Tuesday, August 16, 2011

The place where FarmWife took me to die

This is an article about the place where FarmWife took me to die . . . and where I didn't die, after all, but only nearly did. FarmWife says it's an article about how she defused a difficult situation and turned it into a calming lesson, but I say 'pphhhhlllbbtttt!' to that sort of psychobabble.

FarmWife took me for a ride yesterday—our first ride in ten days—and I was all edgy vigilance from the get go. I was certain something was going to kill me from the moment we started off, and I was hyper-attuned to my surroundings for the entire ride. Jittery. Not just "fixating on my own shadow" jittery, which I often am, but "clattering around like a hyperactive clog dancer" jittery, which I rarely am. I am too lazy, usually. I was so jittery that I nearly exploded from terror a couple of times—when I saw a leaf fall from a tree, and when there was suddenly a boulder where I didn't remember there having been a boulder, and when the grass touched my knee while I walked.

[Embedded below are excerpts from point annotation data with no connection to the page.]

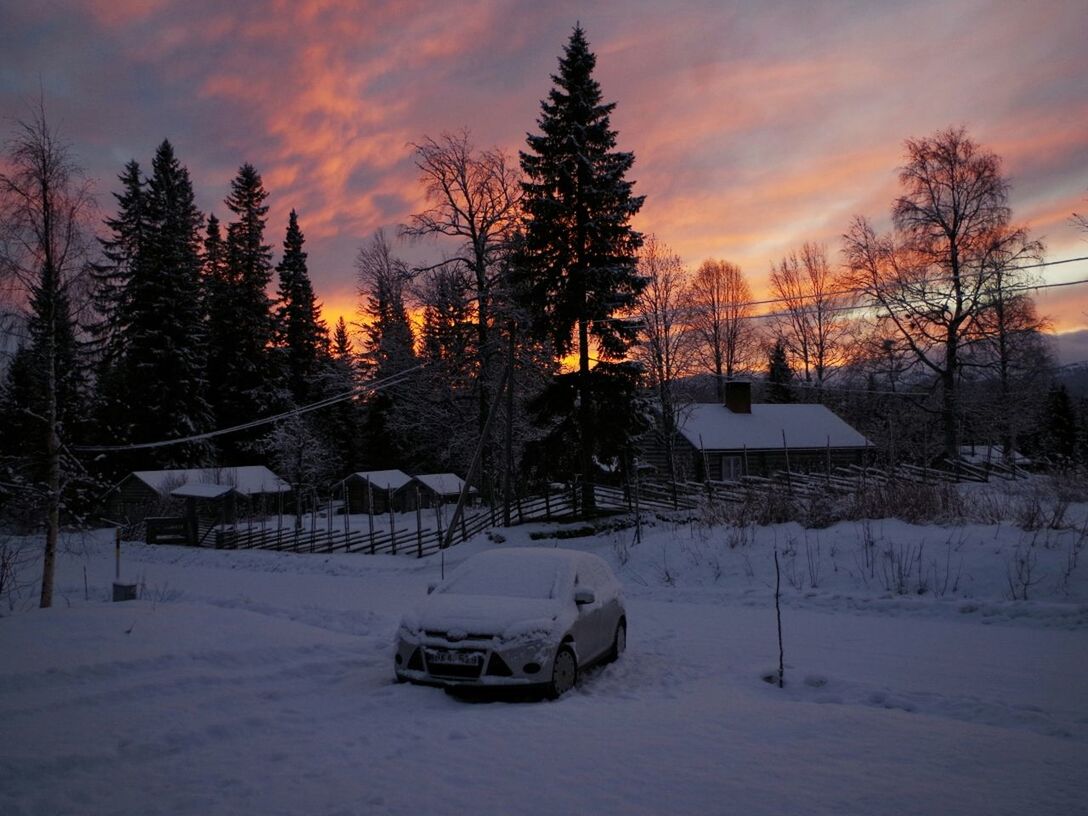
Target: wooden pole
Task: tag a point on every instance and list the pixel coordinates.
(476, 458)
(419, 526)
(778, 615)
(370, 514)
(789, 477)
(393, 531)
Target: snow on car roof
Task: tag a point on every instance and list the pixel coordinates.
(514, 572)
(248, 479)
(714, 427)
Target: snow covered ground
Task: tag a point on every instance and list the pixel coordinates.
(252, 682)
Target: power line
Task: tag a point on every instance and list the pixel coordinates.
(368, 387)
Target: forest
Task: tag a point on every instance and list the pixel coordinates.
(548, 342)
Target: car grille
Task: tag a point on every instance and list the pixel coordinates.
(454, 671)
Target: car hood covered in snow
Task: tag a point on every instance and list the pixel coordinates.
(464, 616)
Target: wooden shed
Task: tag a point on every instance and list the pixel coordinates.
(437, 489)
(374, 491)
(726, 442)
(149, 492)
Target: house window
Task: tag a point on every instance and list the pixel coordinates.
(731, 468)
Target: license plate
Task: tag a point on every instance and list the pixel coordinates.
(453, 658)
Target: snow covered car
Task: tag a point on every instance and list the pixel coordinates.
(529, 617)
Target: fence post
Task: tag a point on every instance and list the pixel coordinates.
(419, 526)
(370, 514)
(393, 530)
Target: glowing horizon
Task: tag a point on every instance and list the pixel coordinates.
(754, 128)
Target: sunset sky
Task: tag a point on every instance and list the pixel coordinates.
(755, 125)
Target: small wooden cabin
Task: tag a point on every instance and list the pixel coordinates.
(376, 490)
(152, 492)
(726, 442)
(437, 489)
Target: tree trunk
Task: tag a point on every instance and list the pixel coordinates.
(585, 419)
(53, 457)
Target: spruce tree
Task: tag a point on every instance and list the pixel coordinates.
(779, 374)
(577, 266)
(303, 335)
(121, 251)
(162, 369)
(245, 384)
(388, 349)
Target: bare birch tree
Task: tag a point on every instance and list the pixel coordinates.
(719, 311)
(665, 347)
(931, 280)
(811, 319)
(45, 209)
(473, 198)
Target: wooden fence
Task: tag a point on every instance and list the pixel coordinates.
(563, 502)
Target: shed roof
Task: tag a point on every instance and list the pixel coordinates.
(386, 480)
(444, 484)
(713, 427)
(192, 490)
(247, 480)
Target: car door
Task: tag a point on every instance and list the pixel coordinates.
(594, 634)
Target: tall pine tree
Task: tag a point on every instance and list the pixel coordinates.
(388, 349)
(162, 368)
(245, 382)
(577, 267)
(304, 337)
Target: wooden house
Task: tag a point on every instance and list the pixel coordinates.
(726, 442)
(146, 493)
(437, 489)
(376, 490)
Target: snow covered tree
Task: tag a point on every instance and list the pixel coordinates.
(243, 374)
(666, 345)
(779, 374)
(303, 334)
(122, 251)
(162, 367)
(44, 209)
(576, 272)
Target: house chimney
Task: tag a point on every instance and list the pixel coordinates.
(739, 396)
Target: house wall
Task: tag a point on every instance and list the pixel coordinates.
(729, 465)
(133, 501)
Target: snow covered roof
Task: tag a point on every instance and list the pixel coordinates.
(193, 490)
(713, 427)
(385, 480)
(988, 454)
(247, 480)
(444, 484)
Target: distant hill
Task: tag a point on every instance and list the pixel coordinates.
(1071, 347)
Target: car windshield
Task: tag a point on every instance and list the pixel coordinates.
(507, 576)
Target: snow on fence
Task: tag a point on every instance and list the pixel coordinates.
(556, 505)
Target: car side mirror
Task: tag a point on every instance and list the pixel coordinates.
(583, 596)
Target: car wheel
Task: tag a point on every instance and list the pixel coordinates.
(564, 672)
(619, 642)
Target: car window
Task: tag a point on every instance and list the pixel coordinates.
(529, 578)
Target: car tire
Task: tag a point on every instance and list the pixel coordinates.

I was sure the road was going to kill me, and then we got to the corner where I saw a motorcycle (I was sure it would kill me) and some gravel (I was sure it would kill me) and a gate (I was sure it would kill me, or if not then at least maim me and leave me bleeding in the lane). We got to the pipeline trail, which is usually one of my favorite places, and I was so jittery that my nervous energy—enough to power New York City for a day and a half—was travelling through FarmWife's seat into her spine and up into her jaw which was clenched tightly enough to give her the beginnings of a headache. Realizing, in a moment of self-awareness, that her own tension was escalating, she dismounted. She untied my mecate and made it into a lungeline of sorts, and she grabbed a supple limb off a nearby tree. She lunged me right there in the waving fronds of grass at trailside for a full eon, I think. (I lose track of time when I'm exercising—she says ten minutes, maybe fifteen.) She lunged me, and had me walk and trot and whoa and reverse and walk and whoa and reverse and she KEPT MAKING ME WORK EVEN WHEN THERE WAS A TERRIBLE TERRIBLE DEER ON THE KNOLL!! I saw it while I was working and I nearly died of it right there but FarmWife said, "don't freak out, just trot!" and so I trotted and survived, but barely. We did that until I was out of breath and slightly less worried about my surroundings, and then she remounted and rode home. Our nerves were not so jangly on the downhill journey.

I will forever remember that place as the place of being lunged until I was out of breath, but FarmWife says that's better than remembering it as the place where I killed both my rider and myself. FarmWife is glad that I got some exercise, and that I now know that being an idiot means fifteen minutes of trotting in circles, and that she wasn't thrown from the saddle and broken. I, for one, am glad we didn't die (though I do believe we nearly did).